Through Rose Colored Glasses

By Molly K. Lichtner, 5/7/17

“You know, it’s funny; when you look at someone through rose colored glasses, all the red flags just look like flags.”

— Wanda the Owl, Bojack Horseman

In theory, recognizing an abusive relationship is easy.  In actuality, recognizing an abusive relationship that you’re a part of is hard.  The signs are all still there, but you’re blind to them; it’s easier to ignore and make excuses for them and you than it is to stand up for yourself.

I’m Molly and I was in an emotionally abusive relationship for six months.  There, I said it.  Now everyone knows.  Now we can get on with it.

In retrospect, I never thought it could happen to me.
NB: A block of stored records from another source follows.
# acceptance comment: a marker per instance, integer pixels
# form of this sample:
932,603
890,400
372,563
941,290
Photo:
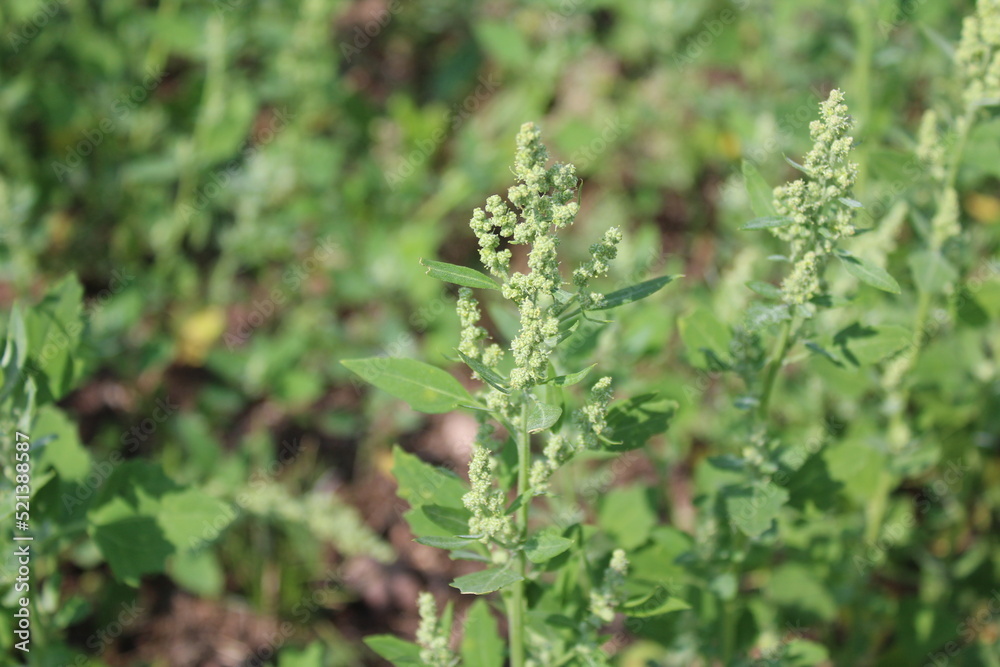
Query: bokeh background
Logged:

In the beginning, it was nice and normal.  He checked all my boxes.  Smart (check),  funny (check), mature (check).  Likes cats, loves his mom, no kids (check, check, and check!).  On paper, it was a perfect fit.  I was lucky though; I got out before it completely took over my life.

I feel like I’m re-watching my life through a screen to see the warning signs pile up: when he looked down on my job at the water toxicology because of the work I did, when he told me he would break up with me if I got any more tattoos, or when he said it was depressing that I became a science major instead of pursuing art after high school.   He tried to turn his life regrets into my problems.

But it was more than that.  It was personal things too: when he made me use the hall bathroom in the in the hotel, when he would point out that I was wearing pants instead of a dress, when he called everything he didn’t like about me “annoying.”  When he told me not to talk to my therapist about him.

I started to have my doubts when we ran into someone he knew and introduced me as a “friend.”  The day after my birthday, the day after we spent the night in Cape May together, and I was just a friend.  I felt like an embarrassment.  I felt like I was something shameful.

The penultimate straw was when he questioned my ability to teach because we had a difference of opinion on a complicated issue.  The final straw was when he insinuated that I don’t care about the treatment of farm animals like he does, and because of that I’m a bad person.  I’m not a bad person; I’m just not vegan.  This may not seem like a big deal on its own, but it was a turning point for me.  It caused a realization: “He doesn’t want to be with me; he wants to be with someone just like himself.”

And like that, I was free.  No more tears.  No more shame.  No more anxiety.  I had my favorite tattoo redone without fear of recourse.  I went to his apartment and said “I can’t date you anymore.  You make me feel bad about myself.”  I took my things, said goodbye to his cats, and left.

Abusers will do anything to get back at you.  They will make excuses to see you again.  They will blame you for not speaking up sooner.  They will claim you faked the whole relationship.  They will be angry;  you will be free.